Tuesday, May 7, 2013

Gold and Silver charts: bounce after panic bottoms

Gold Chart Pattern

Gold_May0613

The 6 months daily bar chart pattern of gold clearly shows three distinct phases that characterise a descent into a bear market:

  1. an initial drop below the 200 day EMA (in Dec ‘12);
  2. a sideways consolidation that brought all three EMAs together, followed by a sharp drop below all three EMAs that led to the ‘death cross’ of the 50 day EMA below the 200 day EMA (in Feb ‘13);
  3. another sideways consolidation followed by a sharp fall below the support level of 1525, and then a high-volume ‘panic bottom’ formation (on Apr 15 ‘13)

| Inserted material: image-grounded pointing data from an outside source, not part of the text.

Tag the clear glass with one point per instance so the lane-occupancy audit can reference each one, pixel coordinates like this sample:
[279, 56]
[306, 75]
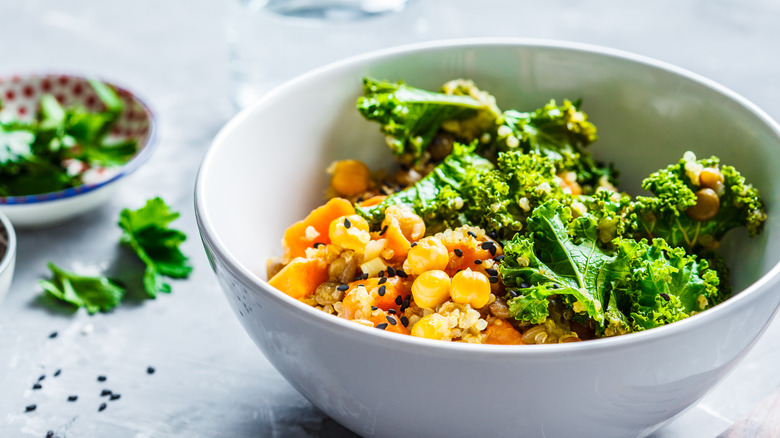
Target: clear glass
[271, 41]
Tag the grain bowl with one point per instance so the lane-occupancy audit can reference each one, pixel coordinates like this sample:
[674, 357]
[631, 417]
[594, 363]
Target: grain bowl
[264, 171]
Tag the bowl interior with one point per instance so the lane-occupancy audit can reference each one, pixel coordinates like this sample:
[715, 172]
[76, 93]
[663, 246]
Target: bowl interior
[266, 169]
[20, 96]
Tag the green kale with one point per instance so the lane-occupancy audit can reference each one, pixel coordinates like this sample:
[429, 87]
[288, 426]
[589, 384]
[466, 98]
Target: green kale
[147, 233]
[412, 117]
[34, 155]
[437, 197]
[670, 214]
[560, 133]
[93, 293]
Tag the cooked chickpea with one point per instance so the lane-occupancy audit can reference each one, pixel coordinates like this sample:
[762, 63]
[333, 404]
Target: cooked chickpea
[470, 287]
[433, 326]
[350, 177]
[706, 207]
[349, 232]
[431, 289]
[429, 254]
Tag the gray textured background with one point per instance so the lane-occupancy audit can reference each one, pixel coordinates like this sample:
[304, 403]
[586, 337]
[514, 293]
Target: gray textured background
[210, 379]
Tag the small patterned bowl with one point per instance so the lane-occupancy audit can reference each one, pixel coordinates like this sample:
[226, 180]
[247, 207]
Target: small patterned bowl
[20, 95]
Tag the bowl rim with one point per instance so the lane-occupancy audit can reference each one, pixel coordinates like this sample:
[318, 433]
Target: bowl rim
[10, 250]
[211, 240]
[134, 163]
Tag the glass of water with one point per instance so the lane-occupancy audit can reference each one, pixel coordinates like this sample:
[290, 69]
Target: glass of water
[271, 41]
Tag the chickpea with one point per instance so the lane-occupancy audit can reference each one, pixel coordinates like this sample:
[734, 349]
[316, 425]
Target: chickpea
[706, 207]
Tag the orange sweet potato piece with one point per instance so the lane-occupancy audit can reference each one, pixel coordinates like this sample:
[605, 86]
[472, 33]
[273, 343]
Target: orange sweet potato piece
[296, 239]
[300, 278]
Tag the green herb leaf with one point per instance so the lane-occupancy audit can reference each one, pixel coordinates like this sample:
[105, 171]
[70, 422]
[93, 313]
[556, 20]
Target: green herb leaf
[94, 293]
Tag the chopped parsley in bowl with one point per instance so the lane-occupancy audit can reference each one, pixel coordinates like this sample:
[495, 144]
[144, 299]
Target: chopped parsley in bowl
[63, 141]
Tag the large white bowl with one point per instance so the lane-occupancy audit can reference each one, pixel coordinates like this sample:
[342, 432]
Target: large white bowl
[265, 170]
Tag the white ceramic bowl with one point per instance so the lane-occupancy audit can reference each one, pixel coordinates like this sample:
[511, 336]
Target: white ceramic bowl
[20, 95]
[7, 255]
[265, 170]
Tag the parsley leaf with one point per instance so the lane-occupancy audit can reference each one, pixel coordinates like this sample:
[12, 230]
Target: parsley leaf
[146, 232]
[94, 293]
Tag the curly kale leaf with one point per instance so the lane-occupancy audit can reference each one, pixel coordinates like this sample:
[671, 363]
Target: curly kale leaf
[662, 284]
[561, 133]
[437, 197]
[666, 214]
[411, 117]
[500, 200]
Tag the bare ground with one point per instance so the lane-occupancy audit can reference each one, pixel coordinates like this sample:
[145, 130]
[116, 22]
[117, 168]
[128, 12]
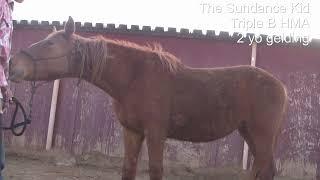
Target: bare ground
[60, 166]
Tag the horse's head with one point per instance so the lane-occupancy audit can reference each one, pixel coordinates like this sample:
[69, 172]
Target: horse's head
[48, 59]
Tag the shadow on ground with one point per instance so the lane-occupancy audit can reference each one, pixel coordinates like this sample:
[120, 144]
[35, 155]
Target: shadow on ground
[59, 166]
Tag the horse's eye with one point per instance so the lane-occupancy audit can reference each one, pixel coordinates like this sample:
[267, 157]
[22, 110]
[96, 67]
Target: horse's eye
[49, 43]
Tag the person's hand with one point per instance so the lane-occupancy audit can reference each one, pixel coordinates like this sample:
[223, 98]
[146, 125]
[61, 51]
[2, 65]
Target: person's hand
[7, 97]
[19, 1]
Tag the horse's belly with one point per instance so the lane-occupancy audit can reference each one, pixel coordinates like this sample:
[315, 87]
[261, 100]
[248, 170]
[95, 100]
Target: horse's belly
[201, 130]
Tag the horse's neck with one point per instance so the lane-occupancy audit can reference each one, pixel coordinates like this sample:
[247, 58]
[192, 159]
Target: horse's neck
[110, 69]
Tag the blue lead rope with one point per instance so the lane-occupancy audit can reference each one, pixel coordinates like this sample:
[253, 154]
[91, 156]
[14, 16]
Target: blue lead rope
[13, 125]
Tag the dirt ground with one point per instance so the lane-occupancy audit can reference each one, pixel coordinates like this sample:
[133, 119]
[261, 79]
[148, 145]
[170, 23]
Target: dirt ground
[59, 166]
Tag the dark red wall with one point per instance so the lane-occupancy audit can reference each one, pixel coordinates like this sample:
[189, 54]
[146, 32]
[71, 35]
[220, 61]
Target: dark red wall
[85, 121]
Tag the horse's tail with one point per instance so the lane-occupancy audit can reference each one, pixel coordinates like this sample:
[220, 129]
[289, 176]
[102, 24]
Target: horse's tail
[284, 112]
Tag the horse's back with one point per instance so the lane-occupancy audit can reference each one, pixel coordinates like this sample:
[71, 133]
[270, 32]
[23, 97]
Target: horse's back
[210, 103]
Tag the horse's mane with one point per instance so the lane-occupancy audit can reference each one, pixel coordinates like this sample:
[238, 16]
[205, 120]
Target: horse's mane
[99, 54]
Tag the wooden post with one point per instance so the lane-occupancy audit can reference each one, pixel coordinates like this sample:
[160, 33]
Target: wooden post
[245, 145]
[52, 113]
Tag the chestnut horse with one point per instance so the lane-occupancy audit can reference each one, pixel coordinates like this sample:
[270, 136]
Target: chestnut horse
[157, 97]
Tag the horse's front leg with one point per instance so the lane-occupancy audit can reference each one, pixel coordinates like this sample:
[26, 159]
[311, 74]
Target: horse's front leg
[155, 142]
[132, 146]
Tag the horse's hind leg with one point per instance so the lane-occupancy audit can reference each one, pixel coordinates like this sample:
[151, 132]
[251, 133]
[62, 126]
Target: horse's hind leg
[261, 143]
[263, 165]
[132, 145]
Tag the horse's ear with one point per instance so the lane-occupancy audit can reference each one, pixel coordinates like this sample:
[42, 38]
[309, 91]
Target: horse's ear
[69, 27]
[54, 29]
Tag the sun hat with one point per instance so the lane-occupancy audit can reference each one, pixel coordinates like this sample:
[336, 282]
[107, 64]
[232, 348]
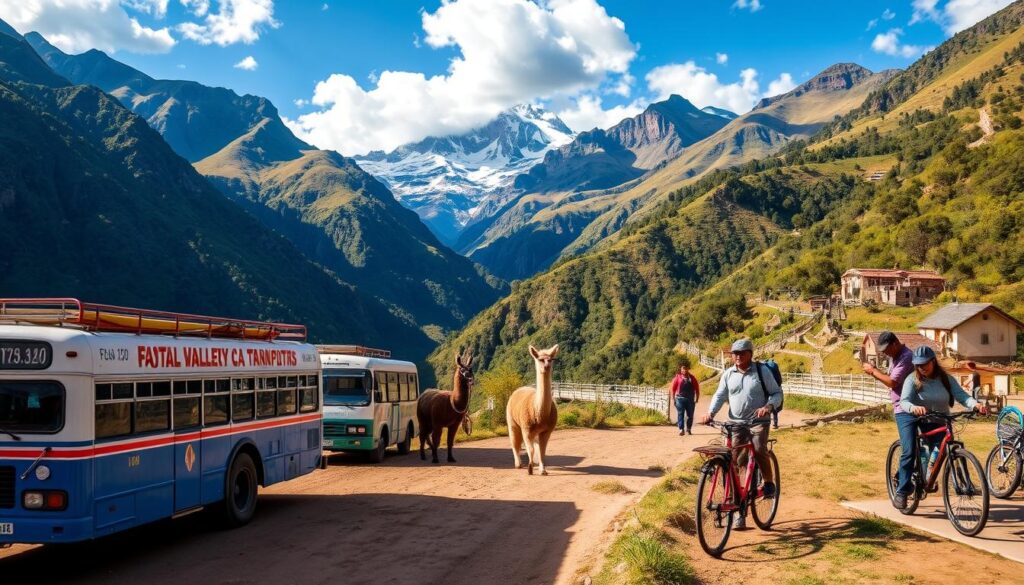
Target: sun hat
[923, 354]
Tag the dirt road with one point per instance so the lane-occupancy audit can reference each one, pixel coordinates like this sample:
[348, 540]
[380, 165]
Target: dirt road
[474, 521]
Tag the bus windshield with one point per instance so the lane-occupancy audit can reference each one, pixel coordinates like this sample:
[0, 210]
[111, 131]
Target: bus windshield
[347, 386]
[31, 406]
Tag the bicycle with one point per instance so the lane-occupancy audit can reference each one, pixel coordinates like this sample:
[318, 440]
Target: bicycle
[720, 494]
[1004, 463]
[965, 490]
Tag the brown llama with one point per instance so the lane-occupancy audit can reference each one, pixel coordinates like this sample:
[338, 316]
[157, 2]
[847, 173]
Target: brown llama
[437, 410]
[531, 413]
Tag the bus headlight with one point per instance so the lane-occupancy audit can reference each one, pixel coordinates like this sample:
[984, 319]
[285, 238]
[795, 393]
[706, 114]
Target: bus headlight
[32, 500]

The subsequent bounce is facing resistance from the 20 day EMA. Note that volumes on the previous three down-days (Apr 23, 26, May 1) were higher than up-day volumes, which is a bearish sign. Since a ‘panic bottom’ seldom holds, gold’s price chart is likely to resume its downward move soon.

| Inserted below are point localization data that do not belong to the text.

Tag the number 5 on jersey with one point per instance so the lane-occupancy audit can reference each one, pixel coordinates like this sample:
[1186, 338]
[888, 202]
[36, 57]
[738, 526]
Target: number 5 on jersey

Daily technical indicators are giving mixed signals, which is to be expected during a sideways consolidation. MACD is rising above its signal line, but both are in negative territory. RSI is moving sideways below its 50% level. Slow stochastic has entered its overbought zone.

If you are holding on with the hope that gold will regain its lost glory, you will be disappointed. If you were lucky/brave to buy during the ‘panic bottom’, stop being greedy and book your profits. If you think this is a good time to enter – forget it.

There will be strong upside resistance from the falling 50 day EMA and the 1525 level. Downward target is 1250.

Silver Chart Pattern

Silver_May0613

The 6 months daily bar chart pattern of silver is showing a similar three step descent into a bear market explained in the analysis of gold’s chart (above): a fall below the 200 day EMA followed by a desperate effort to return to bull territory; a confluence of all three EMAs that usually precede a sharp fall (downwards in this case) and the ‘death cross’ technically confirming a bear market.

Finally, a breakdown below a rectangular consolidation zone between 28 and 29.50, followed by a pullback to the 28 level, and then a sharp fall below the support level of 26 and a ‘panic bottom’ on high volumes.

The subsequent bounce has been a weak one that has failed to cross above the falling 20 day EMA. Daily technical indicators are giving mixed signals. MACD is rising above its signal line, but inside negative territory. RSI is moving sideways below its 50% level. Slow stochastic has risen above its 50% level.

‘Panic bottoms’ seldom hold. Downward slide of silver’s price is likely to resume. The 20 day EMA should continue to provide upside resistance. Next downward target is 20.